At last count there have been 1,550 Covid-19 infections and three deaths connected with the Cargill, JBS and Harmony Beef meatpacking plants in Alberta.
This is frightening in a province that prides itself on having the highest testing levels in the country and was so comfortable with its Covid-19 preparedness plan that it donated PPE to BC, Ont and Quebec last month.
The only way to understand why Alberta’s meatpacking plants turned into a national Covid-19 hotspot and to prevent a similar tragedy from reoccurring is to proceed with Rachel Notley’s call for a public inquiry.
Sadly, Jason Kenney rejected Notley’s proposal. He cited three reasons; all of which are ludicrous.
First Kenney reverted to his default position, rebuffing Notley’s call for a public inquiry by accusing her of “politicizing” the issue.
Covid-19 is a virus. A virus has no political affiliation. The coronavirus infected and killed thousands of Canadians, and brought our economy to a standstill without regard for who is sitting in the premier’s office (or in the prime minister’s office for that matter).
One would think both parties, the NDP and the UCP, would be equally concerned about spiking infection rates at the Cargill, JSB and Harmony Beef plants and the implications of these spikes on the surrounding communities of High River, Brooks, and Balzac.
Unfortunately, that’s not how Kenney sees it.
Kenney said a public inquiry isn’t necessary because his government followed the best expert advice it received from Alberta Health, public health officers, the Chief Medical Officer, Dr Deena Hinshaw, OH&S, the Canadian Food Inspection Agency, Alberta Agriculture, and “all of our expert officials”.
Bearing in mind that this is the man who cherry picks experts’ advice—he likes Janice MacKinnon on balancing the budget, he doesn’t like Mark Carney on curbing investment in fossil fuels—he’s missing the point.
The issue is not whether the government received the best expert advice but whether it followed this advice in the most effective way.
A secondary question is: what advice, if any, did the government receive from executives running the Cargill, JBS, and Harmony Beef plants and how much weight it gave their advice compared to the weight it gave the advice it received from health experts.
We’ll never know because Kenney refuses to call a public inquiry.
Kenney’s third reason for rejecting a public inquiry is the government will bring forward a motion to allow an “extended debate” on Alberta’s Covid-19 response. If Kenney is suggesting an extended debate in the Legislature is an adequate substitute for an independent public inquiry, he’s mistaken.
A public inquiry is heard by an impartial commissioner, often a retired judge, who has the power to subpoena witnesses, compel them to give evidence under oath and provide documentation to support their testimony. Witnesses may bring lawyers and may be subject to cross examination. The process of collecting and analysing evidence takes months. At the end of the inquiry the commissioner writes a report describing his findings and setting out his recommendations so the government will be in a better position to protect the public the next time a pandemic rolls around.

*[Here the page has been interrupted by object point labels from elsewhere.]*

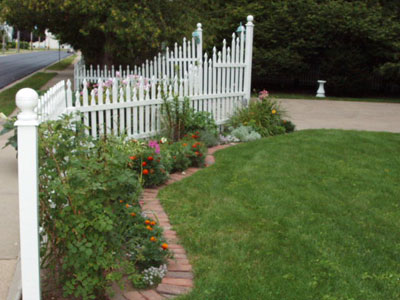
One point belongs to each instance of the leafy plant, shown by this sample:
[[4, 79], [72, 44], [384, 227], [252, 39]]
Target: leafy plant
[[264, 115], [7, 127], [93, 228], [245, 134]]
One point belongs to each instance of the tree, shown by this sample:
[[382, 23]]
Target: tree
[[107, 32], [347, 43]]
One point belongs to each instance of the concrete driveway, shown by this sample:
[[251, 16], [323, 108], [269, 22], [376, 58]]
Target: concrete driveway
[[313, 114]]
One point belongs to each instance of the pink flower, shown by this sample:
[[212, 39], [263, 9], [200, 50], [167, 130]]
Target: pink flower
[[263, 94], [155, 145]]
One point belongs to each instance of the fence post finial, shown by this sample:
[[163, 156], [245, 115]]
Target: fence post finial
[[28, 197], [26, 100]]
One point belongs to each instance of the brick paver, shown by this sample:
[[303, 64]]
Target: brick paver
[[179, 278]]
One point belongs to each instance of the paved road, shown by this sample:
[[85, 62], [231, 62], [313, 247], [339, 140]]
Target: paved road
[[312, 114], [14, 67]]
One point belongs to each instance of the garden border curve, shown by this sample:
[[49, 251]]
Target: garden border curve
[[179, 278]]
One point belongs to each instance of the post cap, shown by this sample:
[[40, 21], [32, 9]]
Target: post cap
[[26, 100]]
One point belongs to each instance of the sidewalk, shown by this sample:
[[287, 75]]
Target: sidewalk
[[10, 278]]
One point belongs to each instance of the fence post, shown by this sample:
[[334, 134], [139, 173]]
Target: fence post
[[248, 57], [27, 124], [200, 44]]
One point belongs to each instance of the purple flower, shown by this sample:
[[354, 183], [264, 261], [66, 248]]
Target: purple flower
[[155, 145]]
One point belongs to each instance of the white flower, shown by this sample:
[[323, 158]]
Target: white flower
[[3, 116]]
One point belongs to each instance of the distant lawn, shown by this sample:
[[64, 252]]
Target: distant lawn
[[7, 97], [312, 97], [310, 215], [63, 64]]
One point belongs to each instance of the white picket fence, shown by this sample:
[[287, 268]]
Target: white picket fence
[[169, 64], [129, 103]]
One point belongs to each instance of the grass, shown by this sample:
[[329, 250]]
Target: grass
[[310, 215], [7, 97], [312, 97], [63, 64]]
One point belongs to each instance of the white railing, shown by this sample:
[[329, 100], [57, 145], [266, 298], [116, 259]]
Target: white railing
[[169, 64], [131, 105]]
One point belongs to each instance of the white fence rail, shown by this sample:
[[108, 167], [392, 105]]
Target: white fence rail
[[128, 104], [169, 64]]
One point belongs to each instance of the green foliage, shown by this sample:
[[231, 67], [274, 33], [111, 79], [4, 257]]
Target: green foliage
[[310, 215], [294, 39], [107, 32], [175, 117], [245, 134], [93, 230], [8, 126], [263, 115], [152, 167], [178, 156], [179, 119]]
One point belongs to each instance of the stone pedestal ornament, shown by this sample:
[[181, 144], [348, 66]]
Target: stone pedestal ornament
[[321, 90]]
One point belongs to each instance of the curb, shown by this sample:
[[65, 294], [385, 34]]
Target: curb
[[179, 278]]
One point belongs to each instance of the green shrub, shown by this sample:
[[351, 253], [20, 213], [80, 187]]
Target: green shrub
[[245, 134], [93, 230], [196, 151], [179, 157], [179, 119], [264, 115]]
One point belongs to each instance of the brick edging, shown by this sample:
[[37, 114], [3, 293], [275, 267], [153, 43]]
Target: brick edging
[[179, 278]]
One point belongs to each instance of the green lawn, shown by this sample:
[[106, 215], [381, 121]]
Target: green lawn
[[7, 97], [63, 64], [310, 215], [312, 97]]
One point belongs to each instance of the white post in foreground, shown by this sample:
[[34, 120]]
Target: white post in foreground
[[27, 123], [248, 57], [321, 90]]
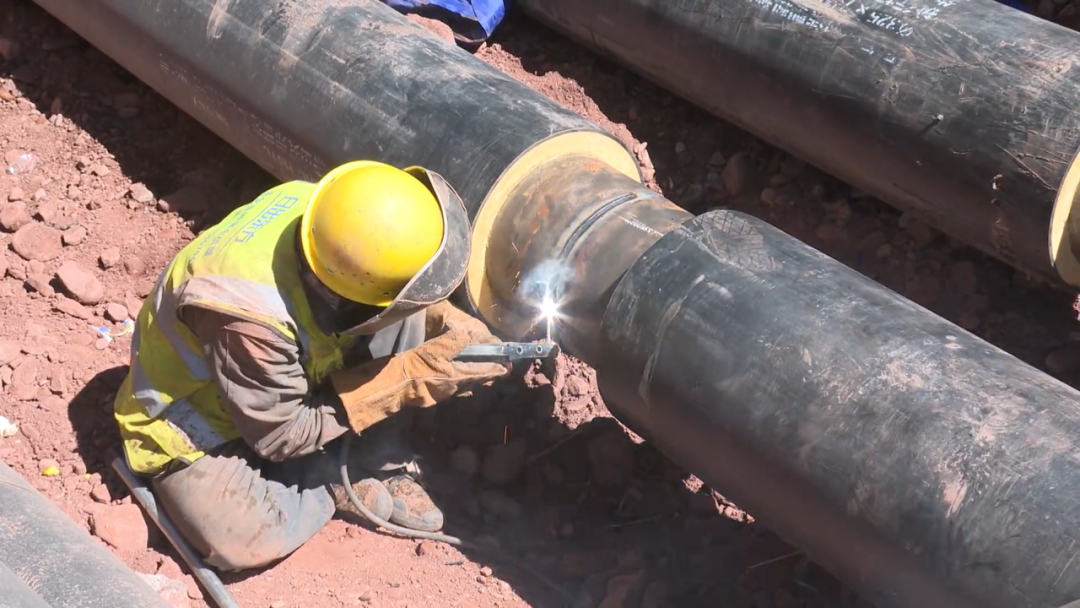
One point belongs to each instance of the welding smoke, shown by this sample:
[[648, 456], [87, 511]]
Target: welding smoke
[[547, 281]]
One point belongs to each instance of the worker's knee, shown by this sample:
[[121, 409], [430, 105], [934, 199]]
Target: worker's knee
[[234, 517]]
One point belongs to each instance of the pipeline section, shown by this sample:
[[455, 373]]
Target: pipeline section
[[208, 579], [922, 465], [959, 111], [54, 562]]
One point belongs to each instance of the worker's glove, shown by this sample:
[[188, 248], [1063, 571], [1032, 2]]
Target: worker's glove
[[419, 377]]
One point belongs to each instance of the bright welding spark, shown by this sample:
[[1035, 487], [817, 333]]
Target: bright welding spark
[[549, 310]]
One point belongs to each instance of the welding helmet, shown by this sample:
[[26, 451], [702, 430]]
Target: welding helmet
[[379, 243]]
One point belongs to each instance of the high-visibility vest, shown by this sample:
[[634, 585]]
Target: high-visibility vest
[[246, 266]]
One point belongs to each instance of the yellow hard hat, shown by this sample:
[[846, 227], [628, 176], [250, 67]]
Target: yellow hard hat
[[368, 229]]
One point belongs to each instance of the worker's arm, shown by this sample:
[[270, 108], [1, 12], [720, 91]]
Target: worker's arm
[[264, 387]]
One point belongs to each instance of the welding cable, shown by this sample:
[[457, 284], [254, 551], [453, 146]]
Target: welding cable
[[439, 537]]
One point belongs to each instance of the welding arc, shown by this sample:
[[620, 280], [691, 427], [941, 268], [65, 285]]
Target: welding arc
[[920, 464], [962, 113]]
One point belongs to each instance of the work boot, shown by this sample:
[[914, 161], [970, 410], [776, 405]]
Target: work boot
[[412, 505], [372, 494]]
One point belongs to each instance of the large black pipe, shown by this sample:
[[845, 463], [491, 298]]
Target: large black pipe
[[851, 420], [557, 203], [960, 111], [57, 563]]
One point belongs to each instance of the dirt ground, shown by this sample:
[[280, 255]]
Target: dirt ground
[[108, 180]]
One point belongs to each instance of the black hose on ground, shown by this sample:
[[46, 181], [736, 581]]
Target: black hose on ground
[[437, 537]]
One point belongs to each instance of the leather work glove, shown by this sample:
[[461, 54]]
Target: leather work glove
[[419, 377]]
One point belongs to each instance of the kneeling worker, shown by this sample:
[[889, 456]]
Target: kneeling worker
[[316, 310]]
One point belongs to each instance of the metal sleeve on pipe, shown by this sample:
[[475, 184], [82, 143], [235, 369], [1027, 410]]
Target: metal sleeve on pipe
[[63, 564], [922, 465], [962, 111], [301, 86], [916, 461]]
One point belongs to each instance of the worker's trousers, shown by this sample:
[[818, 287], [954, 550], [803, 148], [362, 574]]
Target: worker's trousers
[[240, 511]]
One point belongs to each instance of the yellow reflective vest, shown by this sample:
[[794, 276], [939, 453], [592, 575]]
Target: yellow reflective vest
[[246, 266]]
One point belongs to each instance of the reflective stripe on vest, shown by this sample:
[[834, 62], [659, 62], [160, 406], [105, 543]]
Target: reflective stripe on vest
[[246, 266]]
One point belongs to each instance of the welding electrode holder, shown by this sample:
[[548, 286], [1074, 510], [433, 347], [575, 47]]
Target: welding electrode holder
[[508, 352]]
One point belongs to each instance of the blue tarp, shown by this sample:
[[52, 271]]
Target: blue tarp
[[472, 21]]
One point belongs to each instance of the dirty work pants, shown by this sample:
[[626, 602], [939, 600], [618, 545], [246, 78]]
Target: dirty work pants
[[240, 511]]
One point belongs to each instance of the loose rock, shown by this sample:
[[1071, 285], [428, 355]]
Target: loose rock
[[25, 375], [14, 216], [75, 309], [48, 211], [190, 199], [40, 283], [576, 387], [36, 241], [102, 494], [140, 193], [134, 266], [109, 257], [80, 282], [133, 305], [48, 465], [173, 592], [504, 461], [121, 526], [116, 312], [9, 351], [75, 235]]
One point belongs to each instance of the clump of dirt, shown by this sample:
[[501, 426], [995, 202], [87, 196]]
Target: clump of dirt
[[109, 180]]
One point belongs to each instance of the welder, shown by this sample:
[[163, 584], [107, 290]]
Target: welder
[[314, 311]]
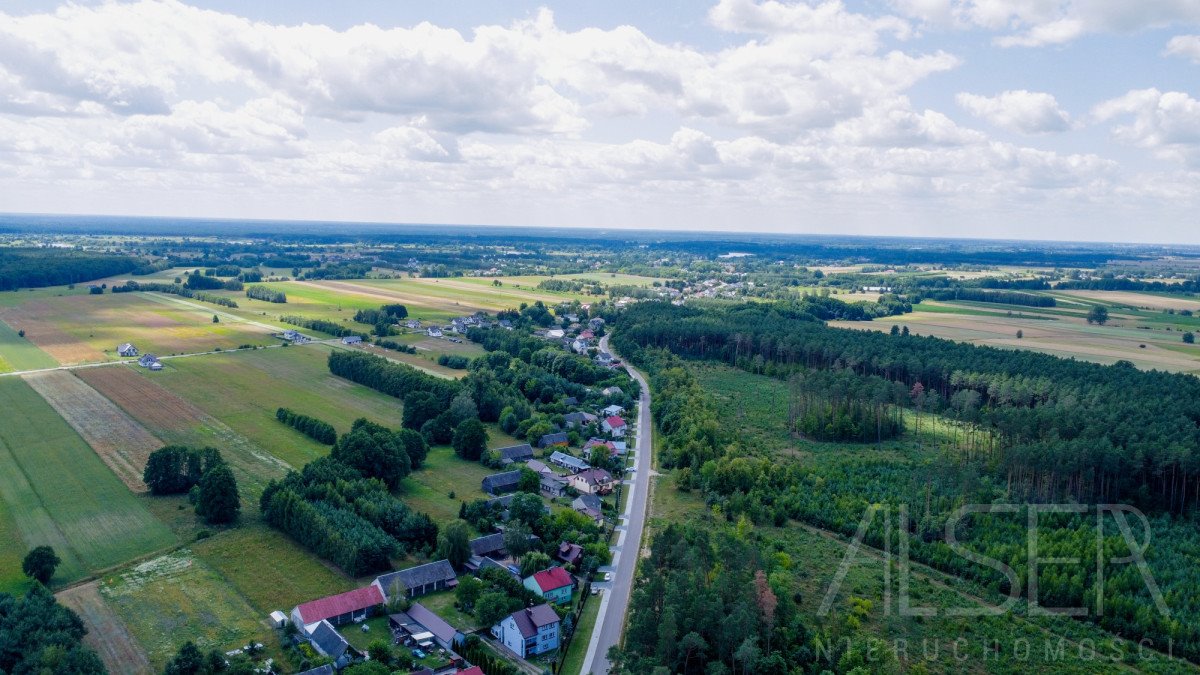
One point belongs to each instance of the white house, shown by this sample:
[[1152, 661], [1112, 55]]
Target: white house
[[529, 632]]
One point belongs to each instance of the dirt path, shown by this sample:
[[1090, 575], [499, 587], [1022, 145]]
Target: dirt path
[[106, 632], [118, 438]]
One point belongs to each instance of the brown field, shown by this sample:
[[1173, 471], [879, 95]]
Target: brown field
[[1065, 336], [175, 420], [118, 438], [1134, 299], [33, 318], [106, 632]]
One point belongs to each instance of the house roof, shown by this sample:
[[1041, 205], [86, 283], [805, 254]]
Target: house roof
[[552, 578], [569, 551], [594, 476], [587, 501], [531, 619], [502, 482], [568, 460], [329, 640], [419, 575], [487, 544], [342, 603], [552, 440], [516, 453], [432, 622]]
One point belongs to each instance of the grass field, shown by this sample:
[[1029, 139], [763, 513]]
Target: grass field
[[269, 569], [59, 493], [18, 353], [88, 328], [123, 443], [177, 420], [243, 389], [106, 632], [1150, 340], [178, 597]]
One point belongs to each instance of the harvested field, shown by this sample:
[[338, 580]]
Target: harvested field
[[175, 597], [59, 493], [175, 420], [41, 330], [1133, 299], [106, 632], [118, 438]]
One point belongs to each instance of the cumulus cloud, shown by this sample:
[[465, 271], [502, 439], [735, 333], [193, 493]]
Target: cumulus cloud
[[1037, 23], [1020, 111], [1186, 46], [1168, 123]]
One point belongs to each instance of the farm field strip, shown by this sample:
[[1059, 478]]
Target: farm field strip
[[175, 420], [106, 632], [123, 443], [17, 352], [244, 389], [175, 597], [61, 494]]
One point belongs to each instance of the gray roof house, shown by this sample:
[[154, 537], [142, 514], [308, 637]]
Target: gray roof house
[[487, 544], [501, 483], [515, 453], [420, 579], [568, 461], [327, 640], [552, 440]]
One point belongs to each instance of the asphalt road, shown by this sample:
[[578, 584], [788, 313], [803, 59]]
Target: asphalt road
[[615, 602]]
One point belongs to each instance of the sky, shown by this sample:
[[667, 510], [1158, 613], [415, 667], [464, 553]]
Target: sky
[[1037, 119]]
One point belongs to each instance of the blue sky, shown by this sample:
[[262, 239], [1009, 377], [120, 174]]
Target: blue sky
[[1050, 119]]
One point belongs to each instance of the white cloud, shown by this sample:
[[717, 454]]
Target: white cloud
[[1165, 123], [1037, 23], [1187, 46], [1020, 111]]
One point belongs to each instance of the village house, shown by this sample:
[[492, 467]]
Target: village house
[[342, 608], [592, 482], [553, 485], [555, 585], [529, 631], [613, 425], [570, 554], [501, 483], [589, 506], [328, 641], [574, 419], [513, 454], [550, 440], [418, 580], [568, 463]]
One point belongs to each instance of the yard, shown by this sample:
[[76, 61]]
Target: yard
[[59, 493]]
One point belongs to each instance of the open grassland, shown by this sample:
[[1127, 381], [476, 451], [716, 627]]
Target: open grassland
[[244, 389], [106, 632], [1138, 338], [269, 569], [59, 493], [18, 353], [444, 473], [11, 578], [118, 438], [178, 597], [88, 328], [175, 420]]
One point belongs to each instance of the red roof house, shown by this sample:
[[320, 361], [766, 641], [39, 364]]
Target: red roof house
[[339, 609]]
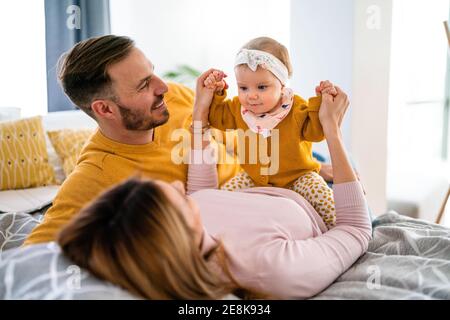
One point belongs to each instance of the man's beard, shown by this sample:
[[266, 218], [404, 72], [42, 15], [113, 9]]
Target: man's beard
[[137, 120]]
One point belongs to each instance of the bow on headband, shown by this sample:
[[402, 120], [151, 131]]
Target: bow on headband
[[255, 58]]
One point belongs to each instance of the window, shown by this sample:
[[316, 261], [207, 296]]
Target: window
[[22, 58], [418, 138]]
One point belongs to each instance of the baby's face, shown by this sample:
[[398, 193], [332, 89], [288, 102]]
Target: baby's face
[[259, 91]]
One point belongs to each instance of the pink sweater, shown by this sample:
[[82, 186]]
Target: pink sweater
[[275, 240]]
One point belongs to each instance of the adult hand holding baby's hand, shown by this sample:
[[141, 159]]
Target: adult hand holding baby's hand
[[332, 110], [205, 89], [216, 81], [326, 87]]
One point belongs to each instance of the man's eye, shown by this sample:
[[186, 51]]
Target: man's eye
[[145, 86]]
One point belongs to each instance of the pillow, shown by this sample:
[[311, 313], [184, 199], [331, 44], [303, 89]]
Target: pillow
[[68, 144], [14, 229], [43, 272], [23, 155]]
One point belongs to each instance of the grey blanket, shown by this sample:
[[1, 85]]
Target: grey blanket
[[407, 259]]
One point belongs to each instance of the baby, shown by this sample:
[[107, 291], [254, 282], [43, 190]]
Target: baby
[[264, 104]]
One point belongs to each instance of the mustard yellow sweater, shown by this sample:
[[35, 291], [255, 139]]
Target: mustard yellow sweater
[[104, 162], [296, 132]]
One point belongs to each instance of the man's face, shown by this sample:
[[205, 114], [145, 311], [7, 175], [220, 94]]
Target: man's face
[[139, 92]]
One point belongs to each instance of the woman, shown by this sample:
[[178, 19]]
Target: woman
[[156, 241]]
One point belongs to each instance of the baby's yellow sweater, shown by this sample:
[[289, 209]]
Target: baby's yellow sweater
[[104, 162], [296, 132]]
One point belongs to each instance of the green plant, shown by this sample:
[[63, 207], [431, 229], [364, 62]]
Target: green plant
[[183, 74]]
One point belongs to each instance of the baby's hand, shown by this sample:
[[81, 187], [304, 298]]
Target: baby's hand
[[326, 87], [215, 81]]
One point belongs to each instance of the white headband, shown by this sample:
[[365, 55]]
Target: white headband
[[255, 58]]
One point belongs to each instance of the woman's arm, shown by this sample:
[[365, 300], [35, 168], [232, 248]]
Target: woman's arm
[[331, 114], [306, 267], [202, 171]]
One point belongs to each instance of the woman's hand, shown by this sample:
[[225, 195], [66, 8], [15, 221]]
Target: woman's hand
[[203, 97], [332, 110]]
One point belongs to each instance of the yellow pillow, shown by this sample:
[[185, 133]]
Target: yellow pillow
[[23, 155], [68, 144]]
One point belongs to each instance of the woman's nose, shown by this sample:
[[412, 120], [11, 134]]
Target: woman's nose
[[179, 186]]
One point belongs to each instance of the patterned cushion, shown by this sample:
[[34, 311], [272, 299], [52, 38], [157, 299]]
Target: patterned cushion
[[68, 144], [23, 155]]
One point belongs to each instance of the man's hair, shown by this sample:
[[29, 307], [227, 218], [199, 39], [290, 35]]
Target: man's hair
[[83, 70], [273, 47]]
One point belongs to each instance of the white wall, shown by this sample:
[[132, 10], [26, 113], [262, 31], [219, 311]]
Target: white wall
[[200, 33], [23, 81], [322, 48], [371, 72]]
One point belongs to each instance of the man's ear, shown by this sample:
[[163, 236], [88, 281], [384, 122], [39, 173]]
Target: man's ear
[[103, 109]]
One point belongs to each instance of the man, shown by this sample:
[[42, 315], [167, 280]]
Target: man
[[114, 83]]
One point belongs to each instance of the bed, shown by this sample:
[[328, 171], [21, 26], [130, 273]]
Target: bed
[[407, 259]]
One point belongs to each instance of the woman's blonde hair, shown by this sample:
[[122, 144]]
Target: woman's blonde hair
[[134, 237], [273, 47]]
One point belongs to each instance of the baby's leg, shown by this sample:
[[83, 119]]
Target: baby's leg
[[240, 181], [315, 190]]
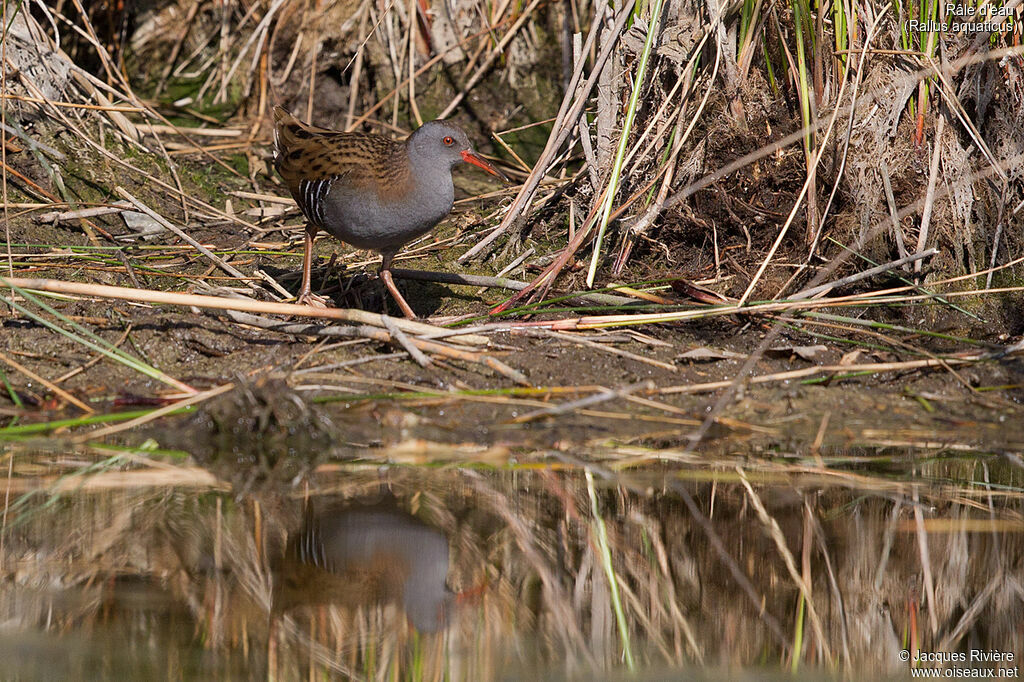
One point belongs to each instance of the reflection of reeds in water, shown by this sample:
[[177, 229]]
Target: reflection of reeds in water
[[716, 584]]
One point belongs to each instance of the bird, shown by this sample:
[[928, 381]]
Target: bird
[[367, 556], [370, 190]]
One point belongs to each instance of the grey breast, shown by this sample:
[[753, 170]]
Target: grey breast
[[368, 220], [358, 537]]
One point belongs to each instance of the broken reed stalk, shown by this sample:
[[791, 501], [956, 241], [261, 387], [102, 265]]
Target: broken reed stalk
[[415, 346], [218, 303]]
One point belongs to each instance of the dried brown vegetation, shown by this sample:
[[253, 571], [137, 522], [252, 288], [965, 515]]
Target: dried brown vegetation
[[800, 393]]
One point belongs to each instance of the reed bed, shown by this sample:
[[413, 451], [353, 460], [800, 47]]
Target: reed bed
[[758, 261]]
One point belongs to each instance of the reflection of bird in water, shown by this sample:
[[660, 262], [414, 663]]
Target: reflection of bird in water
[[368, 556]]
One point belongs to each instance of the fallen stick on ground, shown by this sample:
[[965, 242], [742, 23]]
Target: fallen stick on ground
[[366, 332], [503, 283], [242, 304]]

Compare the public inquiry process to the legislative debate process.
The time for debate is compressed into days (not months). Politicians (not witnesses) make statements (which are not under oath and not subject to cross-examination) based on what they believe happened. The members’ statements are recorded in Hansard (there is no written report setting out recommendations based on the evidence). The press picks up the debate (assuming there aren’t more pressing things going on, like relaunching the economy or a precipitous drop in the price of oil). Columnists write about it for a few days and everybody moves on.
Kenney is not opposed to public inquiries on principle. He happily forked over $2.5 million for a public inquiry into foreign funded anti-Alberta energy campaigns, a “problem” significantly less pressing than a global pandemic that wreaked havoc at three Alberta meatpacking plants infecting hundreds of people, killing three, while also devastating Alberta’s beef industry and disrupting 85% of Canada’s beef supply.
So what’s Kenney’s problem?
Either he’s right and his government did everything it could to ensure the safety of Albertans working at the meatpacking plants and it still wasn’t enough; or he’s wrong and his government failed to do everything it could to keep Albertans safe. In either case a public inquiry would expose these shortcomings and provide recommendations that would make it safer for all employees working in close proximity in the future.
Given Kenney’s refusal to call a public inquiry let me save you the bother of waiting for the extended debate to appear in Hansard. Here’s a summary of how it will go:
NDP: the government should have acted sooner and done more.
UCP: the government did everything right, and if we didn’t, blame the experts
NDP: public officials give advice; cabinet makes decisions
UCP: there you go again, going partisan on us
We’re fighting for our lives, our health and our economy in the face of a global pandemic. We deserve a premier who will act in the public interest by calling a public inquiry into the failures at Cargill, JSB and Harmony Beef, instead of defaulting to political rhetoric.